Q&A with Narrator Rhett Samuel Price
- When did you know you wanted to be an audiobook narrator?
- From the very first story I told around a campfire at my childhood best friend’s home. I loved recounting the tale of “The Chicken Heart that ate Cincinnati.” Although I took a slight detour in another life profession, I also knew I would return to telling stories.
- How did you wind up narrating audiobooks? Was it always your goal or was it something you stumbled into by chance?
- I took an audiobook narration course with Patrick Fraley and guest instructor Scott Brick. I had been working with Pat on doing commercial VO work and he suggested audiobooks. From taking that class, I received my first offer to produce my first audiobook.
- A lot of narrators seem to have a background in theatre. Is that something you think is essential to a successful narration career?
- No, I don’t think you need a background in theatre, but you do need a passion for learning the fine art/craft of acting. Anyone can read a book. And that’s what it will sound like, someone just reading. But to bring an audiobook to life, learning how to act and constantly honing that talent is essential.
- What type of training have you undergone?
- I was fortunate in my former career to have been an on-air traffic reporter for KABC-TV, channel 7, Los Angeles, and numerous radio stations throughout southern California. I had no teleprompter and often had to go live with realtime events and provide a narrative or story of what was happening. To help with this, I took classes with Kalmenson and Kalmenson, Nancy Wolfson and Pat Fraley. I also took acting classes with Willie Garson and Stehen Tobolowsky. For audiobooks I trained with Pat Fraley, Scott Brick, Sean Allen Pratt and Paul Allen Ruben.

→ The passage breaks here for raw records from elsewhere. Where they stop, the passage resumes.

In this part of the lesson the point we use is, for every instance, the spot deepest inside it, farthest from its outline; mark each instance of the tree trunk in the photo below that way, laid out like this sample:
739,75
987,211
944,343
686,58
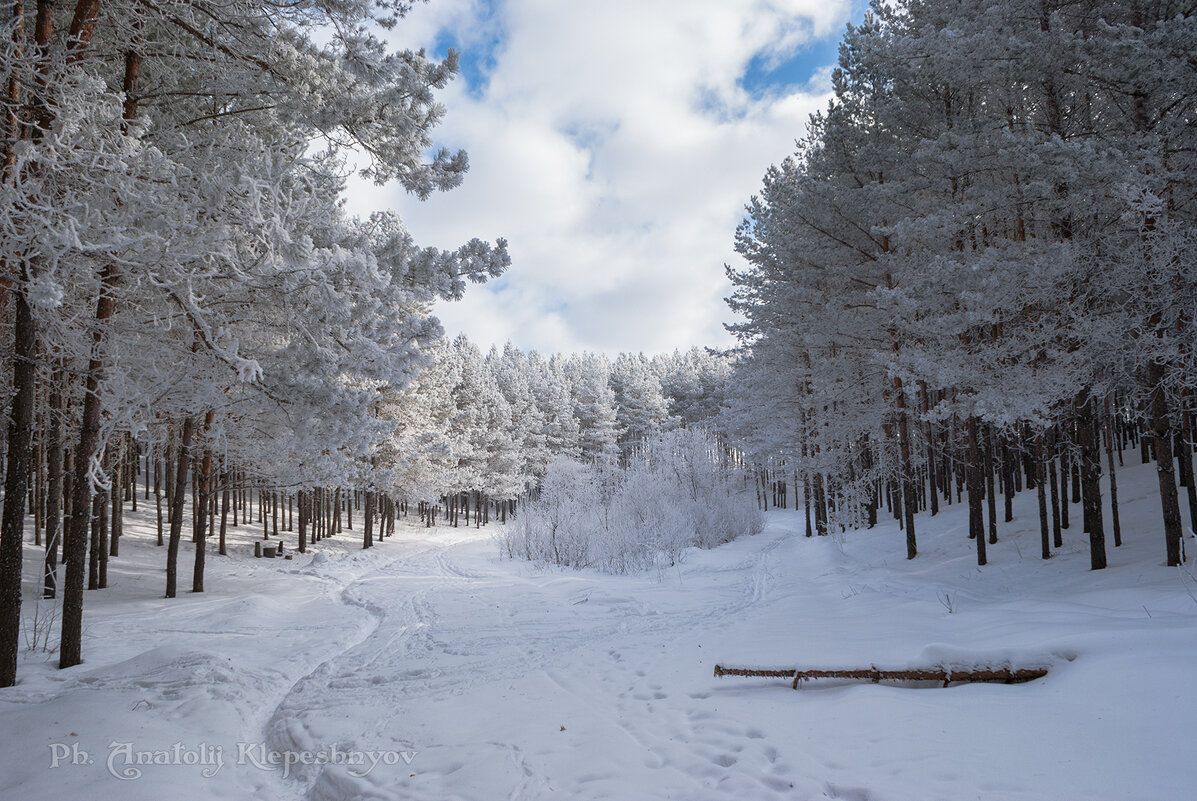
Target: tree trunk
224,511
976,491
54,501
1161,436
1113,477
205,503
1091,474
176,511
1041,492
368,525
20,431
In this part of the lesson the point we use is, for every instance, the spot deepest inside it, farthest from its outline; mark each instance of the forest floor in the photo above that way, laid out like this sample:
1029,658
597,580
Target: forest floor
451,673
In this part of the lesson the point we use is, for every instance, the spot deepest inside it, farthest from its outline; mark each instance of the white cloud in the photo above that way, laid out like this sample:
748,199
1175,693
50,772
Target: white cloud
614,147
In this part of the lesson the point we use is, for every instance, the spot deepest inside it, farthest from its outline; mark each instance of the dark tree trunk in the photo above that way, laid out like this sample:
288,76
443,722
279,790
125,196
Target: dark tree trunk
204,508
54,499
1113,477
1041,492
224,513
368,526
990,490
20,432
176,510
820,507
976,491
1185,460
1091,475
1161,436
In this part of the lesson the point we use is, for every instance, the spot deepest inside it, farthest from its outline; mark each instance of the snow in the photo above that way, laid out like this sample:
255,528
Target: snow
484,678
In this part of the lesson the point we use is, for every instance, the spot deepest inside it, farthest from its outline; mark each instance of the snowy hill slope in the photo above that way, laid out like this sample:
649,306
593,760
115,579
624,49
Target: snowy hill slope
431,669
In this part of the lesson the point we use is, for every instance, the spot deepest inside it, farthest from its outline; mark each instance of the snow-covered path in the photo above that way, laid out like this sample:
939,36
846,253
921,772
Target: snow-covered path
468,650
478,678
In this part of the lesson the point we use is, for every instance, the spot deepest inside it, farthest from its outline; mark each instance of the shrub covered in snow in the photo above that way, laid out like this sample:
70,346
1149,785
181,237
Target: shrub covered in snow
675,491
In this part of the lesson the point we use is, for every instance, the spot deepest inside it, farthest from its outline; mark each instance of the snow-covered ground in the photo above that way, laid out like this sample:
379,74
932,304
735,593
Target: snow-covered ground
449,673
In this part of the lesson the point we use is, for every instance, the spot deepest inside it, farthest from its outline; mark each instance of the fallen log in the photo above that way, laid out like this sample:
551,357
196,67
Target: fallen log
873,673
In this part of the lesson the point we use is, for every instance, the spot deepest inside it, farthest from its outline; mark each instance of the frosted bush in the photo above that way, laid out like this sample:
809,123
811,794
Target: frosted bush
675,492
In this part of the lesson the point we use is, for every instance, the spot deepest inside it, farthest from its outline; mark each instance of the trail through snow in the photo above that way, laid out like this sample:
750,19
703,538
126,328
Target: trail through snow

- What are your favorite and least favorite parts of narrating an audiobook?
- A wonderfully edited book. A poorly edited book.
- What about this title compelled you to audition as narrator?
- The initial description of a society living on mars caught my eye. But when I read the audition, the first paragraph sucked me into the story and I could wait to read more. Devin does such a beautiful job of providing rich characters and worlds, you can’t help but want to follow their story.
- How did you decide how each character should sound in this title?
- I didn’t have to decide. Devin provided everything needed in the text and they spoke to me form the page.
- Has anyone ever recognized you from your voice?
- Yes. All the time. Even more so when I was on-air. People would give me odd looks, but if I spoke to someone and they could hear me, I would get, “Hey! You’re that guy ….” I have a few audiobook fans who say they would recognize my voice anywhere.
- How does audiobook narration differ from other types of voiceover work you’ve done?
- Audiobook narration is a long haul. You are not with the listener for 15, 30 or 60 seconds. You are with a listener for hours at a time. You have a much more intimate relationship with them, and sometimes, you maybe the only one there when they might be going through a troubling time in life. You are providing the listener with an escape from reality by staging a play just for them.
- Bonus question: Any funny anecdotes from inside the recording studio?
- Yes. It’s about my favorite director. Max. Max was my 13 year old Shitzu poodle. (He passed away just last year.) He was with me from the very start and would lay down underneath my table in the studio by my feet while I was recording. Now, what made Max my favorite director? Well, while recording, if I was doing well, rhythm was correct, accents were on spec, pacing was right, I could record, and record, and not hear a sound from him. But as soon as something went wrong, I would hear this loud snoring coming from under the table. I mean loud! At first, I thought he was just falling asleep (in reality he was, I was boring him to death) but then I realized it was his way of telling me, “Hey! You’re not reading it right, get a clue!” And you know what, when I would go back and listen to the passage where he started snoring, Max was always 100% right!